Song Meaning
Sarah Slean’s "Awake Soon" operates in the liminal space between trauma and transcendence. It's a tightrope walk across a personal abyss, rendered with stark, almost imagistic language. The opening lines, "Awake soon / The mindstorm," plunge us directly into the throes of psychological turmoil. But it's not a passive drowning; there's an active element, a sense of impending awakening *within* the storm. The subsequent lines, "The stars out / The fear goes / I soar now," suggest a fragile, hard-won victory. The soaring isn't naive optimism; it's measured against the preceding chaos. Slean isn't selling escapism; she's mapping a route through hell.
The core of the song grapples with the complex dynamic between victim and abuser, or perhaps, more accurately, between the wounded and the one who inflicted the wound. The lines "As far as I can carry you / As deep, as deep / No thief can take away from you / The way you have taken from me" are particularly cutting. There's a recognition of the profound, almost parasitic connection forged through pain. The speaker acknowledges the power dynamic shift: what was stolen can never be taken back, but conversely, the act of stealing has irrevocably altered the thief as well. This isn't simple forgiveness; it's a colder, more psychologically astute understanding of shared trauma.

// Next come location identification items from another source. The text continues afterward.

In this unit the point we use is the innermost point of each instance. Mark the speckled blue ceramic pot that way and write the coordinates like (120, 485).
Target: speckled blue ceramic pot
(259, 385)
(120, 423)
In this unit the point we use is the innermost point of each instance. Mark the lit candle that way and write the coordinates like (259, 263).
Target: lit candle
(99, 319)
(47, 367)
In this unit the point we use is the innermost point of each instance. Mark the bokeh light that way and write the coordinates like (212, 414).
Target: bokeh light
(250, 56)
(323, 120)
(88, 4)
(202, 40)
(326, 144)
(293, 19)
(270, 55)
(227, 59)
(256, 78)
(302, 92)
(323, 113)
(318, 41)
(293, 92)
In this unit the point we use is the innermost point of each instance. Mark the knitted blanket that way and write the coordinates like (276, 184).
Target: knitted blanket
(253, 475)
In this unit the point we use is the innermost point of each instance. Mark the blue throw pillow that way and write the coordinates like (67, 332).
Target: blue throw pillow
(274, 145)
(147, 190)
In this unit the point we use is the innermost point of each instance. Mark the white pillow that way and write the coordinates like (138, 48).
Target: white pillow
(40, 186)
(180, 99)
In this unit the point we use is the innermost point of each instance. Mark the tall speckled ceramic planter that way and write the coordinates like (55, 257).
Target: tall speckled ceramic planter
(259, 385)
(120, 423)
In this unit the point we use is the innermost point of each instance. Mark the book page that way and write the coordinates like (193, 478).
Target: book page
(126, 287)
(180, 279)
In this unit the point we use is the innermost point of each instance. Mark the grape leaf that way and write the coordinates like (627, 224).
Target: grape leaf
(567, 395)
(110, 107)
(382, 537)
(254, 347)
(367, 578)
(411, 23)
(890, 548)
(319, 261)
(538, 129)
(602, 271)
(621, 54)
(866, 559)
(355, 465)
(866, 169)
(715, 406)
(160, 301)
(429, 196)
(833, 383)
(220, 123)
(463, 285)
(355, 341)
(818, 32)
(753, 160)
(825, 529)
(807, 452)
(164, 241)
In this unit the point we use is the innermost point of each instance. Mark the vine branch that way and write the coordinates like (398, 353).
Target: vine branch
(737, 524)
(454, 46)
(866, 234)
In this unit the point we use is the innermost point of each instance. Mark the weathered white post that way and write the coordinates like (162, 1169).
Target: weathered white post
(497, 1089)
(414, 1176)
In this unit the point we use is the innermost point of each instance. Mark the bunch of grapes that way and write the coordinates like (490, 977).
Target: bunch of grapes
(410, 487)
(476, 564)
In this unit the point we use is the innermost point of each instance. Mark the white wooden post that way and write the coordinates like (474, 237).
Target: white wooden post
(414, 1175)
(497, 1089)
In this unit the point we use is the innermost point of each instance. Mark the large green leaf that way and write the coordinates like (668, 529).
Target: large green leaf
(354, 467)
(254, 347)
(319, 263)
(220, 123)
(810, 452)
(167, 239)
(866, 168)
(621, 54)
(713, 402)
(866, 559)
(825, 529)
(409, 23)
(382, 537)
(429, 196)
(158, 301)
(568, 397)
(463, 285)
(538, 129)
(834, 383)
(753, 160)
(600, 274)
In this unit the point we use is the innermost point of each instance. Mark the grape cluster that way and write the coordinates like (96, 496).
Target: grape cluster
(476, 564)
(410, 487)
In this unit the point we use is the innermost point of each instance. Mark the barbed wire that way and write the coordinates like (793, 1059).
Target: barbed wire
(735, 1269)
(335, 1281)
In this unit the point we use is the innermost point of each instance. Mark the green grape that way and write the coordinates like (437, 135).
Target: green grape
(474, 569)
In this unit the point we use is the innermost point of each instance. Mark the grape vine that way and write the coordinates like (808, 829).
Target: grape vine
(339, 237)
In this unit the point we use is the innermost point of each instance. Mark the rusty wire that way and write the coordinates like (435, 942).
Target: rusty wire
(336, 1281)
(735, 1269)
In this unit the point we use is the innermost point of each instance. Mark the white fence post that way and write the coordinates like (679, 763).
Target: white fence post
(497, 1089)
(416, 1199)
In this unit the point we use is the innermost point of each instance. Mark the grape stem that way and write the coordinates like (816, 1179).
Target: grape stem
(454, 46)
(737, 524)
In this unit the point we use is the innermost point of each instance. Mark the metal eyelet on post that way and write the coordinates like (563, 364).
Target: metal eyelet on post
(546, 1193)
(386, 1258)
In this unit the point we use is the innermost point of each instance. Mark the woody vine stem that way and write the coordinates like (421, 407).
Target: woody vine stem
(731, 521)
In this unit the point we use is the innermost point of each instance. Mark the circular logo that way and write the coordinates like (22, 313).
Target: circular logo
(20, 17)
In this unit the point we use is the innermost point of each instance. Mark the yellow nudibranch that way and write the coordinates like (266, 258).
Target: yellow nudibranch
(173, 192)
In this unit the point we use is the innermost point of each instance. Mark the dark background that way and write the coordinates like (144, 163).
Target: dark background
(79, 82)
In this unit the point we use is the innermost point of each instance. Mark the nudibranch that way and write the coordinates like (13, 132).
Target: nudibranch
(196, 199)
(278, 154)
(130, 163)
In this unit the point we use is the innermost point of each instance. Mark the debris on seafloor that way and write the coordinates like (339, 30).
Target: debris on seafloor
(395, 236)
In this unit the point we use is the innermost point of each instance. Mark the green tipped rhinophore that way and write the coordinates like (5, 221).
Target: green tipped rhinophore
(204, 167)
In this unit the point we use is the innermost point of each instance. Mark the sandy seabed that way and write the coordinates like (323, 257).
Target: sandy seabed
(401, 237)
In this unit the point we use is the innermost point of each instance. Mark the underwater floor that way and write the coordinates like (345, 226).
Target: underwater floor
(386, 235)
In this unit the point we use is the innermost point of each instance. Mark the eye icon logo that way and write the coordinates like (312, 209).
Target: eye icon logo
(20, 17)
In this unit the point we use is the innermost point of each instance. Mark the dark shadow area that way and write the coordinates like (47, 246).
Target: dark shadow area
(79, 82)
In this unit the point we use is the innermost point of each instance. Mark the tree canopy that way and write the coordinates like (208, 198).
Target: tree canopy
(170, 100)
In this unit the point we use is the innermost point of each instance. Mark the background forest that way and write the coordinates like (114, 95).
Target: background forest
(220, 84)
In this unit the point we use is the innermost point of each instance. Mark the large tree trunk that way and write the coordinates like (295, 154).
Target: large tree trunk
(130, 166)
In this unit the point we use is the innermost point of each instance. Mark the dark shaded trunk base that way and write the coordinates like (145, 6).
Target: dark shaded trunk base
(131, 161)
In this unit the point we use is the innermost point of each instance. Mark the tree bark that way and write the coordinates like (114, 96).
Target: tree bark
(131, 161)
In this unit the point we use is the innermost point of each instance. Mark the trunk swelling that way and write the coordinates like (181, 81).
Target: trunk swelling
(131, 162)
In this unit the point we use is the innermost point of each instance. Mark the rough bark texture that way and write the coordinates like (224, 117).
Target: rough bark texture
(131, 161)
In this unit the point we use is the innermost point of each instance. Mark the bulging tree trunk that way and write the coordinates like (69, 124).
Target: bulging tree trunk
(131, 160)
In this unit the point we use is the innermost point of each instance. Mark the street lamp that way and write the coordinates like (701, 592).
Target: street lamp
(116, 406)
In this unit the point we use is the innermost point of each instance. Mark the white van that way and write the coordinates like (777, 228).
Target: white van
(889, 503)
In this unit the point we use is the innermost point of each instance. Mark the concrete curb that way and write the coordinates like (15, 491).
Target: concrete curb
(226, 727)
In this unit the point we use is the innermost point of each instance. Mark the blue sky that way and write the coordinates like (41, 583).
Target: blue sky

The latter half of "Awake Soon" pivots towards a reckoning. The image of "His mouth full / Of loose teeth" is brutal and visceral, a symbolic castration of the oppressor. The weeping liar on his knees signifies not just defeat but a confrontation with his own culpability. The crucial line, "The light no longer terrifies," underscores a shift in power. The speaker has stared into the abyss and emerged, no longer cowed by exposure. The final lines, "So beauty came with agony / But sweet, oh every love is sweet," are a testament to resilience. Slean suggests that even within the most agonizing experiences, there's a potential for profound beauty and a bittersweet understanding of love's multifaceted nature. It’s not a naive claim that everything happens for a reason, but rather a complex acknowledgement that even within suffering, something precious can be salvaged.